A Parent’s Guide to Gun Safety in the Home
What’s your worst nightmare as a parent?
What would you do if you awoke to the sounds of your children screaming as they were dragged out of your home in the middle of the night?
It’s almost unimaginable.
That’s why the U.S. Constitution guarantees Americans the right to bear arms. Citizens who exercise this right have the responsibility to practice gun safety in the home.
On the one hand, you have the right to defend your family against tragedies like these:
- Six-year-old JonBenet Ramsey was found strangled in her family’s basement in Boulder, Colorado, in 1996.
- Fourteen-year-old Elizabeth Smart was kidnapped from her Salt Lake City home in 2002.
- Three-year-old Kristyanna Cowan was stabbed to death by a meth addict at the CasaBlanca RV Park in Mesquite, Nevada, in 2003.
- On the other hand, all parents share the responsibility to take gun safety seriously, so the nation never has to endure any more senseless deaths like these:
- Teen shooters Eric Harris and Dylan Klebold shocked the country when they shot up Columbine High School in Littleton, Colorado, in 1999.
- Adam Lanza killed 20 children and six educators with his mother’s semiautomatic weapons at Sandy Hook Elementary School in Newtown, Connecticut, in 2012.
- A 5-year-old boy accidentally shot and killed his 2-year-old sister with a rifle he received as a birthday gift in southern Kentucky earlier this year.
High-profile shootings shouldn’t spook you into getting rid of your guns. But they should remind us of how important it is to use and store firearms responsibly.

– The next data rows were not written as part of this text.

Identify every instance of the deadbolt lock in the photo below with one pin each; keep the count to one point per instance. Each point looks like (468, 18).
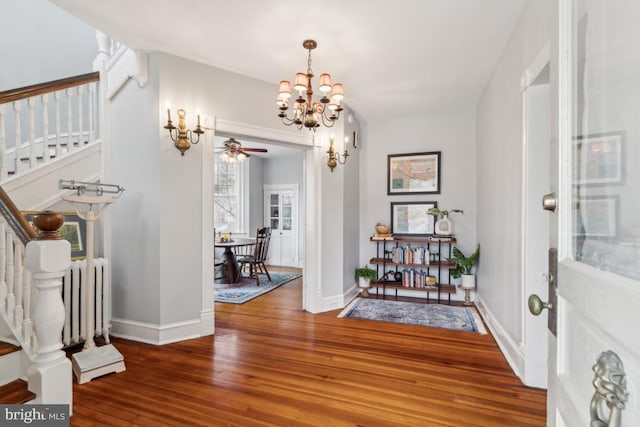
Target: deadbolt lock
(536, 305)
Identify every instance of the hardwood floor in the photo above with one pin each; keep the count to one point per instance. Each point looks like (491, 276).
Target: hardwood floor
(271, 363)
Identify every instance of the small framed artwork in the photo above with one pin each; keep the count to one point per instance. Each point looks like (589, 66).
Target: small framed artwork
(74, 230)
(413, 173)
(412, 219)
(356, 140)
(596, 216)
(598, 159)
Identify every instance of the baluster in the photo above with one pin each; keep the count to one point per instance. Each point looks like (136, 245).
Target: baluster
(75, 290)
(66, 297)
(92, 118)
(11, 298)
(98, 296)
(3, 144)
(106, 296)
(56, 98)
(17, 108)
(31, 102)
(69, 93)
(50, 376)
(45, 127)
(83, 298)
(27, 324)
(18, 272)
(3, 260)
(80, 117)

Here are four simple gun safety rules for kids:
1. Remove temptation by keeping guns locked up.
Some parents assume they can avoid using a locking pistol case or rifle cabinet by simply hiding their firearms in a “safe” place. The reality, though, is that kids are curious, adventurous and smart. You might be (unpleasantly) surprised by just how much exploring and snooping your kids do inside your home when you’re not there.
Lock up your guns. It’s better to be safe than sorry. But remember, you still need to be able to access your firearm quickly in an emergency.
So, choose your lockbox wisely. You can find gun boxes that open in response to a computer chip in your wristband or ring. More advanced versions even respond to your fingerprints.
2. Never let a child touch a gun without adult supervision.
Gun safety in the home boils down to access. As your children get older, you may want them to learn how to use a firearm. For example, your family might enjoy hunting or target shooting.
Make sure you provide adult supervision whenever guns are involved. The State of California Department of Justice urges gun owners to store unloaded guns separate from ammunition. This makes it harder for young children or teens to use firearms without your permission.
3. Educate your kids on proper firearm safety.
Kids see a lot of violence on television and in video games. It’s important for parents to talk to children about firearm safety, particularly if you keep guns in your home.
Educate your children on the differences between make-believe violence and the real-world consequences of misusing or abusing a firearm.
When they are younger, teach them to avoid touching guns and to tell an adult if they see other children carrying weapons. As they grow older, teach them to always assume a gun is loaded and to keep their fingers off the trigger until they are ready to shoot.
Even if they’ve taken a gun-safety class, remind them of the rules, including how to properly clean and store firearms.
4. Keep gun-cleaning supplies out of reach.
Safety advocates focus so much on the dangers of bullets that it’s easy to overlook the potential health risks associated with cleaning supplies. Some solvents include toxic chemicals, such as kerosene.
If kerosene is ingested or mishandled, it may cause skin irritation, breathing problems or vomiting, according to the National Institutes of Health.
Keep your cleaning supplies locked up or at least out of reach of your kids.
Responsible gun ownership creates a safer society. That’s what America’s founding fathers had in mind. And it all starts with gun safety at home.